# I need a home!



## MissSusie (Apr 26, 2009)

Right now I am living in Heliopolis near Salah el Din. I need to move soon. I would like to stay close to the area or move to Maadi. I don't want to spend to much. I need a furnished place (from studio to 2 bedroom). Email me at [email protected]
I would like to move soon but have just returned from my school vacation (I'm a teacher) and I have limited funds until i am being paid regularly.

Thank you,
Susie


----------



## MissSusie (Apr 26, 2009)

*Location Correction*

**correction near Midan Salah el Din



MissSusie said:


> Right now I am living in Heliopolis near Salah el Din. I need to move soon. I would like to stay close to the area or move to Maadi. I don't want to spend to much. I need a furnished place (from studio to 2 bedroom). Email me at [email protected]
> I would like to move soon but have just returned from my school vacation (I'm a teacher) and I have limited funds until i am being paid regularly.
> 
> Thank you,
> Susie


----------



## Shaanz (Aug 12, 2009)

MissSusie said:


> **correction near Midan Salah el Din


Search in the Craigslist if you Google craigslist Egypt i think its the first result on the page. There are some affordable apartments there. Hope this helps. Send me a pm and if you are not sure.

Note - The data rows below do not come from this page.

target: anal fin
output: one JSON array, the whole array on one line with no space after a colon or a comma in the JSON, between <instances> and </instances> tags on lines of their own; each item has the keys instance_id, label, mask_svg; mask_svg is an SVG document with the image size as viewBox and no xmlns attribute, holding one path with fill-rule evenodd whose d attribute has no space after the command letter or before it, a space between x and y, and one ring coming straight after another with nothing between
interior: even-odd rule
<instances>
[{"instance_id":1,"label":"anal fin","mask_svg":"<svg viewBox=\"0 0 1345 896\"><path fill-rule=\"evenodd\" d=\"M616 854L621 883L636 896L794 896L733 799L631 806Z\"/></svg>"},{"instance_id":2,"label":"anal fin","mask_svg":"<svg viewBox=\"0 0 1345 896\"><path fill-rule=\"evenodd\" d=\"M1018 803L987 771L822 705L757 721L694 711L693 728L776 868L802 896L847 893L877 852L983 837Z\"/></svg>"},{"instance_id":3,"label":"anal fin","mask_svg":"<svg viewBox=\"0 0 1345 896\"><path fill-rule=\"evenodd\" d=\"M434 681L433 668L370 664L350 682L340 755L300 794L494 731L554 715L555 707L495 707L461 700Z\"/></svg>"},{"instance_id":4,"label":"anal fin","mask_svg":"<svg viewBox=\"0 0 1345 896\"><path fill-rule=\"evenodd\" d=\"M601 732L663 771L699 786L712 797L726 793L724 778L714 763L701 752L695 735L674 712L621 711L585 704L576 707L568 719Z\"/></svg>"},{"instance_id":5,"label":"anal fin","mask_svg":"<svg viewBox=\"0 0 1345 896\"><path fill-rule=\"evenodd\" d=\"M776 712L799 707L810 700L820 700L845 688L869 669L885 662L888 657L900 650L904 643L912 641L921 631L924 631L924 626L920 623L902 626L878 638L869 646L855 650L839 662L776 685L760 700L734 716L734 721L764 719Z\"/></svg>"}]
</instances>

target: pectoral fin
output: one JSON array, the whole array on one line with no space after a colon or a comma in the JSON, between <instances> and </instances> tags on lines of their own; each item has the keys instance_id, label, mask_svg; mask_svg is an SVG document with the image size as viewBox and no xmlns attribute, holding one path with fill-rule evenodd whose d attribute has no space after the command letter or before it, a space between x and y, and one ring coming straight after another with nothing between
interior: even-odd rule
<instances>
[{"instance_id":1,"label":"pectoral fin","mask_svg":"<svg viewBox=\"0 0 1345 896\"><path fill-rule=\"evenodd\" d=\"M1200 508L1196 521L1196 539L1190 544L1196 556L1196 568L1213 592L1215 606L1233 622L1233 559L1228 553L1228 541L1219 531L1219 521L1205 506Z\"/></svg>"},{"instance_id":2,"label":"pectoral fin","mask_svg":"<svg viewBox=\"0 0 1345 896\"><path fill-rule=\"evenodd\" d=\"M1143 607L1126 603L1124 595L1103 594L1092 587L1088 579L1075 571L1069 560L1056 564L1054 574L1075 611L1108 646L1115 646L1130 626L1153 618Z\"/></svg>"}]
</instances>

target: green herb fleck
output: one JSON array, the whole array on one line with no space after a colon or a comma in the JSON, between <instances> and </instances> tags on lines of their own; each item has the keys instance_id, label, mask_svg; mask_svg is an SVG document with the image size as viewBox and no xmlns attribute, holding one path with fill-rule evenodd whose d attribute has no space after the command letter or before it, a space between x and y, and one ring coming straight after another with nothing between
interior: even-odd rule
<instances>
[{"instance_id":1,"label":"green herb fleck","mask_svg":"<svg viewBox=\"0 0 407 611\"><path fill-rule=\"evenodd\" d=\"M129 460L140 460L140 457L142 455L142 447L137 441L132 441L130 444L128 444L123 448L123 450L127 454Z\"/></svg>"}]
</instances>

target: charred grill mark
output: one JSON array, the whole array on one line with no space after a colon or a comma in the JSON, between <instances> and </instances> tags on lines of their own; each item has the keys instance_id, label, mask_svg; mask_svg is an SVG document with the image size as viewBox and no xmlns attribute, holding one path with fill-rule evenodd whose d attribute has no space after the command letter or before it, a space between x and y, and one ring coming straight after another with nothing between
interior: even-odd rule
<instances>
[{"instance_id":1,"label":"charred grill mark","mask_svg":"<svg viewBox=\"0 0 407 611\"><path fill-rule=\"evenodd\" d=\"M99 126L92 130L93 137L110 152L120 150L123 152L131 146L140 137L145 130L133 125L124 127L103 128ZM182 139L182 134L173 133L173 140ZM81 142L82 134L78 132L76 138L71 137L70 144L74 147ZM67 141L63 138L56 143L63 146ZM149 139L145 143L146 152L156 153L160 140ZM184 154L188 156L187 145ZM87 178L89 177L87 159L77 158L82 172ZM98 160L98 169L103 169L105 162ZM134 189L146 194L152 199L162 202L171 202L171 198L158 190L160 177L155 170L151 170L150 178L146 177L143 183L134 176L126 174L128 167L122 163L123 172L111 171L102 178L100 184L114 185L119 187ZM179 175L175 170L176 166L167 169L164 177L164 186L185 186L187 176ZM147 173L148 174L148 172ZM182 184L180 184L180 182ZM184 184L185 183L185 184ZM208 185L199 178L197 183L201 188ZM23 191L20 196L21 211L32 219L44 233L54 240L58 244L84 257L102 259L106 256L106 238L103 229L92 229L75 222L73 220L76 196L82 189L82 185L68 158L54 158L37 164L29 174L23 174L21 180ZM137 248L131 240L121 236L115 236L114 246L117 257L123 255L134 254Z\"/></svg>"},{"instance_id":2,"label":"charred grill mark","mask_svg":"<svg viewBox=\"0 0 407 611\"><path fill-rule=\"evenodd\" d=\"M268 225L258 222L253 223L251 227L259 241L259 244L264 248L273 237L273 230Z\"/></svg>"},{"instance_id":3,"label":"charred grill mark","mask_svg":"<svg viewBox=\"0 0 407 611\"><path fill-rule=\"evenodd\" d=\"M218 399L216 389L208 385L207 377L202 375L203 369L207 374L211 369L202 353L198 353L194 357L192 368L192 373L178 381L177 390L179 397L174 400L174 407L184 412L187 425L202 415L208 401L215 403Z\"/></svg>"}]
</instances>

We are currently searching for another apartment, maybe we could help you to look around.

Good luck


----------



## MensEtManus (Jul 30, 2009)

wow I had no idea that craiglist had a section on Egypt - thank for the info!


----------



## Shaanz (Aug 12, 2009)

MensEtManus said:


> wow I had no idea that craiglist had a section on Egypt - thank for the info!


Your welcome!


----------